Science Editor

Given that most cancer victims ultimately are killed by their metastases, identifying ways to target the travels of cancer is an area of research with some urgency.

And frankly, given that many tumor therapies now target all dividing cells, anything that can preferentially target cancer cells likely is to represent an improvement over current approaches. Research described in the September 2004 issue of Cancer Cell might offer the possibility to do both.

The research described in the paper "Cell surface expression of the stress response chaperone GRP78 enables tumor targeting by circulating ligands" was done by scientists from the University of Texas M.D. Anderson Cancer Center in Houston and the University of Sao Paolo, Brazil, and began when the protein GRP78 was discovered on the cell surface of metastatic prostate tumors.

Inside the cell, GRP78 is involved in the cellular-stress response. Specifically, it is "a chaperone protein," said Renata Pasqualini, professor of medicine and cancer biology at the cancer center. "It interacts with other proteins and helps them fold into shape. It was widely known, but only based on its function inside the cells. It was not even really considered for targeting."

After the researchers discovered that GRP78 also exists on the cell surface, they designed peptide ligands that were predicted to bind to the receptor. For those experiments the authors used phage vector constructs to present the targeting peptides to their receptors. Two short peptide sequences were chosen for further study and first evaluated for their ability to bind to purified GRP78, as well as in cell cultures of human DU-145 prostate cancer cells. The peptides showed strong and specific binding under both circumstances.

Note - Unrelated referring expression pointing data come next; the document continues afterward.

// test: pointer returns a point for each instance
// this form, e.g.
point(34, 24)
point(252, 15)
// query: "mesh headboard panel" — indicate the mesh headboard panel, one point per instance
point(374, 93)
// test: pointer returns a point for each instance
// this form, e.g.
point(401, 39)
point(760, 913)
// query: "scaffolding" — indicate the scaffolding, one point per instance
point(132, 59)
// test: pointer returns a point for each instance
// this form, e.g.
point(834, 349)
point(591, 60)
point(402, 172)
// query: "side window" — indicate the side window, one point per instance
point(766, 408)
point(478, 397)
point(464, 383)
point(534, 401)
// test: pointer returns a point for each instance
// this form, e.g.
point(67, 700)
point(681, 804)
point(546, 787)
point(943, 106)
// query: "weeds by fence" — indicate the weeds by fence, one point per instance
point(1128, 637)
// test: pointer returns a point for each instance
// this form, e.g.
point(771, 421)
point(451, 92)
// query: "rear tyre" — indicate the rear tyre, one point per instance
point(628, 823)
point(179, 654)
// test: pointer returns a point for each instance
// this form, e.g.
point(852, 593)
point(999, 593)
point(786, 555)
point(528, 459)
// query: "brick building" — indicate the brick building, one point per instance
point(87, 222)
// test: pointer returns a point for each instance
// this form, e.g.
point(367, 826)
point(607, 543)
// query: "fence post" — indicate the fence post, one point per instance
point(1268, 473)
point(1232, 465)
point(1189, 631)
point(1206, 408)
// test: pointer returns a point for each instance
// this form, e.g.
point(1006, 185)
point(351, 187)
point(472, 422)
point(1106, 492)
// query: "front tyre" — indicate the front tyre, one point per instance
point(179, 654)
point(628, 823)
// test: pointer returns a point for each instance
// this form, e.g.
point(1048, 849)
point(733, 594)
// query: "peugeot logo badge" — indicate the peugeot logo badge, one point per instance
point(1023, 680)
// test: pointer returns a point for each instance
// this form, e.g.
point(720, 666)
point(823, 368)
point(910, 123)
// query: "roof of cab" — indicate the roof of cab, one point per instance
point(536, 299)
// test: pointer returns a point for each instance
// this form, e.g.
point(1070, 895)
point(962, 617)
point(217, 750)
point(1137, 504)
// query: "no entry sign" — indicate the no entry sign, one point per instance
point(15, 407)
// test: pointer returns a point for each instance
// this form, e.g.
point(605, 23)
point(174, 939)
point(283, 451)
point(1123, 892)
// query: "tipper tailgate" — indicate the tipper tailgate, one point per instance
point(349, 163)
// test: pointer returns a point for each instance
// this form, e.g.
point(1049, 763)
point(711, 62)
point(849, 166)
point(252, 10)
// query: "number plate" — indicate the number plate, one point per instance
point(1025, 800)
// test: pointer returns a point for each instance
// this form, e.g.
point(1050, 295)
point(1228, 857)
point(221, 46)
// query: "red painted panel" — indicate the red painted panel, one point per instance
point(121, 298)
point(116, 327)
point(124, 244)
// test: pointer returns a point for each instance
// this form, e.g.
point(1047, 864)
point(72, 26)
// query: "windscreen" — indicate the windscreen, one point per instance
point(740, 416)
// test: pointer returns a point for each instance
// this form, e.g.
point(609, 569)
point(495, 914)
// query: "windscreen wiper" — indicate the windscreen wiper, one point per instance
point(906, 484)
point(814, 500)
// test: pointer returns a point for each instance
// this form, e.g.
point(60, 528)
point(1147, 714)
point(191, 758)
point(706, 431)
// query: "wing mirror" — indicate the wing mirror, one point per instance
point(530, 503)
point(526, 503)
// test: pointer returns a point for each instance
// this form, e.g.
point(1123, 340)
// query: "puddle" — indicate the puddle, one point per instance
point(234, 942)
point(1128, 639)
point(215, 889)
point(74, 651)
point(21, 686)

Change Of Address For Corkscrew Of Death

The scientists next tested the peptide's ability to enter the cell and deliver a therapeutically active substance to cancer cells. In one experiment, the targeting peptides again were expressed as part of a phage vector construct and incubated with DU-145 cells. The researchers then investigated whether the vector construct could be found inside the DU-145 cells.

In another experiment, the targeting peptides were fused to another peptide sequence that can induce cell death.

"Basically, it's this little corkscrew that disrupts the mitochondrial membrane," Wadih Arap, also professor of medicine and cancer biology at the M.D. Anderson Cancer Center, told BioWorld Today. That pro-apoptotic peptide (which has an amino acid sequence, a repeat of KLAKLAK, even sounds vaguely sinister) has been used in previous studies to disrupt other tumors and also to disrupt the blood flow to fat tissue in mouse models of obesity.

"We changed the address, but the death-inducing moiety is common," Arap said. The scientists found that the chimeric protein made of targeting and pro-apoptotic peptides was able to induce suicide in cultured prostate cancer cells.

With respect to the targeting capabilities of GRP78, there's good news and bad news. The first bit of good news is that "we can see very clearly, using immunohistochemistry methods, that [GRP78] is present in both primary and metastatic tissue," in the bone marrow of prostate cancer patients, Pasqualini said.

Another encouraging finding about GRP78 is that the scientists achieved better targeting results in vivo than in vitro. In drug discovery, the opposite often is the case, with compounds that look promising in a test tube unable to live up to expectations in the more complex environment of the whole animal.

Here, when the scientists tested cells in culture, every type of cell they studied, whether tumor cell or not, expressed surface GRP78 and could be induced to undergo apoptosis when exposed to the fused targeting and KLAKLAK peptides.

However, when the fused peptides were used to inject mice with either prostrate or breast tumors, a quite different (and much more encouraging) picture emerged. There, the fused peptides clearly homed in on the tumor tissue. After four weeks of weekly injections, mice that were given the chimeric protein had significantly smaller tumors than with those that received either no treatment or KLAKLAK peptides without targeting peptide attached.

The researchers attribute that difference to the fact that GRP78 is involved in the stress response. That is part of what makes it a good potential target, since tumor tissue often is oxygen- and glucose-deprived and thus expresses high levels of stress-response proteins. On the other hand, even the best of cell culture conditions are "not exactly physiological," Arap notes, and so cells in culture also tend to express high levels of stress-response proteins.

While it is present in high amounts there, GRP78 is not completely specific to tumor cells. A complete characterization of the protein is ongoing and its expression by cell type has not been comprehensively cataloged, but it is clearly not unique to tumors.

Arap notes that the targeting system will not abolish toxicity to normal cells. "Do I worry about toxicity?" he asked. "Sure, I worry. But this is better than worrying about toxicity and not having a targeting system in the first place.

"Most of the differences between cancer cells and normal cells are subtle," he said. "But even a small difference in targeting would have a great impact in the clinic."

Pasqualini, Arap and their colleagues intend to take their findings to the clinic; they currently are working on reproducing their experiments with GMP-grade reagents, which are necessary for the data that are used to support an investigational new drug application filing. They also are doing preclinical studies on dosing necessary for an IND. Arap said the plan is to discuss with the FDA "within the next several months" to see whether they will allow an IND.